Credo che non potrebbe essere detto meglio.
Il tuo scritto è davvero molto interessante: mi sono dedicato alla lettura del “Don Carlos” di Schiller all’inizio dell’estate, e mi trovo d’accordo con ogni tua affermazione; non sto quindi a ripetermi esprimendo gli stessi tuoi concetti con parole diverse.
Una cosa che mi ha molto colpito del passaggio da Schiller a Verdi è il modo in cui i librettisti abbiano sfruttato praticamente tutti i dettagli del dramma schilleriano decomponendoli e disseminandoli in punti dello sviluppo drammaturgico diversi da quello originario. A volte si tratta di veri e propri dettagli. In Schiller, per esempio, nel giardino reale si svolge una scena simile a quella che in Verdi ha luogo nei pressi del Monastero di San Giusto: le dame della corte si intrattengono ricamando e Eboli canta la Canzone del Velo accompagnandosi con il mandolino. In Schiller la Canzone del Velo manca totalmente, ma che la principessa suoni bene quello strumento è detto altrove, e in tutt’altro contesto: nel terzo (o quarto?) atto, quando Carlos si reca nel salottino di Eboli credendo però di raggiungere la regina, trova la nobildonna intenta a cantare e suonare il mandolino. Questo è solo un esempio, ma ti sarai accorta che la lista di casi simili sarebbe molto lunga.

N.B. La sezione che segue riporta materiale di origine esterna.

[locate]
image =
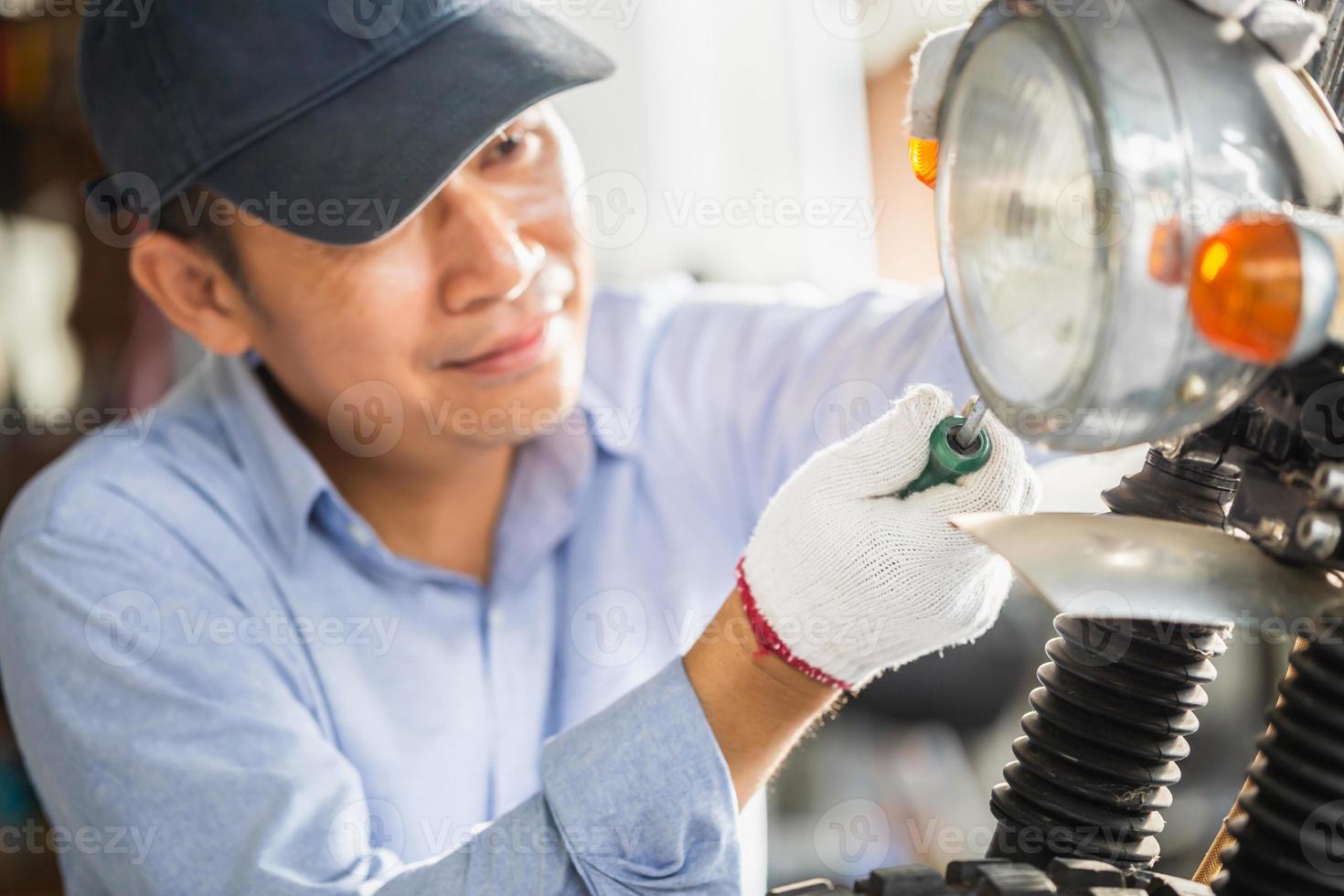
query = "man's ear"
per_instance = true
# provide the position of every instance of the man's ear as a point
(194, 292)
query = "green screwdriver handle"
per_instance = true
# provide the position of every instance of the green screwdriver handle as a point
(946, 463)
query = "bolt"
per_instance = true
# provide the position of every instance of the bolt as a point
(1318, 534)
(1194, 389)
(1329, 483)
(1272, 532)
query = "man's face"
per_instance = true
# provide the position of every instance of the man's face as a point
(468, 321)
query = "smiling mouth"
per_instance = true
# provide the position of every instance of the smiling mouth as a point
(512, 355)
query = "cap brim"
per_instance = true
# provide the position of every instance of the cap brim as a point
(355, 166)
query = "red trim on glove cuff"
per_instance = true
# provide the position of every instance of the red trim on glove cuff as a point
(769, 643)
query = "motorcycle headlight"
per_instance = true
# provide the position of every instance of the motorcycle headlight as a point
(1083, 160)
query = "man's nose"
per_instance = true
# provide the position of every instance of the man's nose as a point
(486, 258)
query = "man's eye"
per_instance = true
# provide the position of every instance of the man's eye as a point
(514, 146)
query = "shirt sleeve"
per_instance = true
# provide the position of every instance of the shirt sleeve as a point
(211, 759)
(758, 386)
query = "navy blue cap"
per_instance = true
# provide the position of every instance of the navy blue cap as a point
(332, 119)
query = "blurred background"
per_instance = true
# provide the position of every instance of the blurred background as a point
(752, 142)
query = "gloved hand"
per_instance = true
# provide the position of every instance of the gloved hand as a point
(843, 581)
(1292, 32)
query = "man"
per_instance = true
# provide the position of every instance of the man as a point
(395, 594)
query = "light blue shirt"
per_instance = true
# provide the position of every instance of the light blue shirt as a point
(222, 680)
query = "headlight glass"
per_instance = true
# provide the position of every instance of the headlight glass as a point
(1083, 159)
(1020, 157)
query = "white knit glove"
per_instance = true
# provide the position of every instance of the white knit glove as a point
(1292, 32)
(841, 579)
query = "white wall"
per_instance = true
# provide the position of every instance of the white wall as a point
(750, 111)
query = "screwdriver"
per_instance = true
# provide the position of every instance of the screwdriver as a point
(957, 446)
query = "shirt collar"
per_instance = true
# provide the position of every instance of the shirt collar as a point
(289, 480)
(285, 475)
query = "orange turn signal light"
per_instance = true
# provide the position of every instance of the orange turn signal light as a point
(1246, 289)
(923, 160)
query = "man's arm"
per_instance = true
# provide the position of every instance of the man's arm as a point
(757, 706)
(212, 761)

Ancora complimenti e un caro saluto.
Grazie!
Hai perfettamente ragione su come i librettisti abbiano “riciclato” degli infimi dettagli del dramma per una migliore costruzione drammaturgica dell’opera.
Un esempio sarebbe appunto il talento musicale di Eboli, l’altro, quello evocato da me, del fantasma di Carlo V. Ci sono ancora tanti altri.
Interessante, come sempre, il tuo articolo cara Grisi. Mi spiace solo che non spendi parola sul sublime duetto finale fra Carlo ed Elisabetta, il più disperato, infelice, agnostico momento musicale concepito da Verdi (non so, e me ne vergogno, se vi sia un corrispettivo in Schiller) nel quale la sfuducia nei confronti della religione , da parte del nostro amato compositore, è totale.
Suona molto meglio nella versione francese (Ah quel: “Cet éternel absent, qu’on nomme le bonheur!”) , ma anche in italiano….
http://www.youtube.com/watch?v=u1YvapGlfNo
http://www.youtube.com/watch?v=caDpCO4OhN4
billy, l’autrice è la sublime pasta!
Se vogliamo parlare dell’anticlericalismo di Verdi, questo è ancora più evidente nelle parole del Frate.
Mon fils, les douleurs de la terre
Nous suivent encor dans ce lieu,
La paix que votre coeur espère
Ne se trouve qu’auprès de Dieu!
Il duolo della terra
nel chiostro ancor ci segue,
solo del cor la guerra
in ciel si calmerà.
Sia notato che la versione francese del testo, come il testo del duetto finale citato da te, non è cosi esplicitamente anticlericale. Si parla solo dell’impossibilità di essere felici in questo mondo tout court, mentre nella versione italiana il Frate sottolinea che il chiostro (non QUESTO chiostro concreto come luogo geografico, ma IL chiostro ovvero la chiesa in genere) non è capace di allevare “il duolo della terra” e che, alla fine, il chiostro non è capace di rappresentare quello di cui si reclama, ossia Dio.
Non so, se questa differenza fondamentale nella traduzione di questo passaggio è stata pensata in questo modo anticlericale o se l’hanno fatto per mera comodità linguistica.